We are at a unique moment in time.  Waste is not going away, the need to create solutions to eliminate this waste is critical to the growth of infrastructure around the world. 

I thank you for being part of the Blue Sphere journey. 

Sincerely,

Shlomi Palas, CEO

About Blue Sphere Corporation

Blue Sphere Corporation is a diversified independent power producer that develops, owns, and operates clean-tech, waste-to-energy facilities in the United States and abroad. The company primarily converts organic waste into electricity, but also has the ability to generate heat, natural gas and organic byproducts through various technologies. 

Blue Sphere facilities eliminate waste that would normally be disposed in landfills, reduce greenhouse gas emissions and protect water quality, helping to solve important global environmental issues. Blue Sphere is headquartered in Charlotte, North Carolina and has operations in the United States and Europe.  For further information about Blue Sphere, please visit the Company's website: www.bluespherecorporate.com.
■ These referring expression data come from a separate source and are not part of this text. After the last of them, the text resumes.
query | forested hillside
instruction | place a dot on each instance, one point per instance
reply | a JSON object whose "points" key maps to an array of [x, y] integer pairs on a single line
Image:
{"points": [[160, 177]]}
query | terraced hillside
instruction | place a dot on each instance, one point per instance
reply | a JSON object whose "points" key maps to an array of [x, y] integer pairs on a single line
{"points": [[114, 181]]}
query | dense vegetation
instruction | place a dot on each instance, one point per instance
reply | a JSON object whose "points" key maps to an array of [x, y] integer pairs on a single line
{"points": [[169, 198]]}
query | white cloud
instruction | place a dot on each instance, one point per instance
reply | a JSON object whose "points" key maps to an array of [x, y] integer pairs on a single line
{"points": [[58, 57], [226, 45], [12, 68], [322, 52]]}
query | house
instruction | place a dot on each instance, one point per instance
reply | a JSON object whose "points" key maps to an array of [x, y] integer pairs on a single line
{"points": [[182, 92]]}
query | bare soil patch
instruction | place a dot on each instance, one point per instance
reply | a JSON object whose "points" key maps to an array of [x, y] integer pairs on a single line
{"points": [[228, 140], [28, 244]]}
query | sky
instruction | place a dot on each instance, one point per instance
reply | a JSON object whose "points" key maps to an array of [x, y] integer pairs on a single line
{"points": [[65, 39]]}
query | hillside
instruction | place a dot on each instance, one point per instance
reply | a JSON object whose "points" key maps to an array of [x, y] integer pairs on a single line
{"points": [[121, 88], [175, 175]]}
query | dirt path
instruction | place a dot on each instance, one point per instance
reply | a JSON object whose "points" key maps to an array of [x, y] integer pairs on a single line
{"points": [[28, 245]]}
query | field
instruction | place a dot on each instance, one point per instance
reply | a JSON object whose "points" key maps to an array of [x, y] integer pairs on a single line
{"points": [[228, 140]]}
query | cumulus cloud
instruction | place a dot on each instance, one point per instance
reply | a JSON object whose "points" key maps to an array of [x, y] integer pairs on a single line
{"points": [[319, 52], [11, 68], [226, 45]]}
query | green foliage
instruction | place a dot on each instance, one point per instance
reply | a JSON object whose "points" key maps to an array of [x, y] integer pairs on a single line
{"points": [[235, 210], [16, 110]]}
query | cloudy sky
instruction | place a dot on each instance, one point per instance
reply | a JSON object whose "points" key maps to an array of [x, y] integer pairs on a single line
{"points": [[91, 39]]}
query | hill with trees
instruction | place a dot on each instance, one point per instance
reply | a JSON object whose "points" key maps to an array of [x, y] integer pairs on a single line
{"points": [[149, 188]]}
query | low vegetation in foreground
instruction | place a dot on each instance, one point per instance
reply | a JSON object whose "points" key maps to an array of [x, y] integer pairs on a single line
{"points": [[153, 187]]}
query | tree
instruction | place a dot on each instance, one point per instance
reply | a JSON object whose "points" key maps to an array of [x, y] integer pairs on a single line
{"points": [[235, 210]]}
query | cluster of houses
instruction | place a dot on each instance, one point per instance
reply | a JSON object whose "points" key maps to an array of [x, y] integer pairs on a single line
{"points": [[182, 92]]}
Forward-Looking Statements

This press release contains certain forward-looking statements (within the meaning of Section 27A of the Securities Act of 1933, as amended, Section 21E of the Securities Exchange Act of 1934, as amended, and the Private Securities Litigation Reform Act of 1995), which are subject to risks and uncertainties and may change at any time. Because such statements include risks and uncertainties, actual results may differ materially from those expressed or implied by such forward-looking statements. These statements are only predictions and involve known and unknown risks, uncertainties and other factors including, without limitation, (i) uncertainties regarding general economic and market conditions, (ii) uncertainties regarding changes in the clean tech sector, (iii) uncertainties regarding implementation of the Company's business strategy, and (iv) other risk factors as outlined in the Company's periodic reports, as filed with the U.S. Securities and Exchange Commission. As such, there is no assurance that the initiatives described in this press release will be successfully implemented or meet expectations. Forward-looking statements in this document speak only as of the date on which such statements were made, and we undertake no obligation to update any such statements that may become untrue because of subsequent events.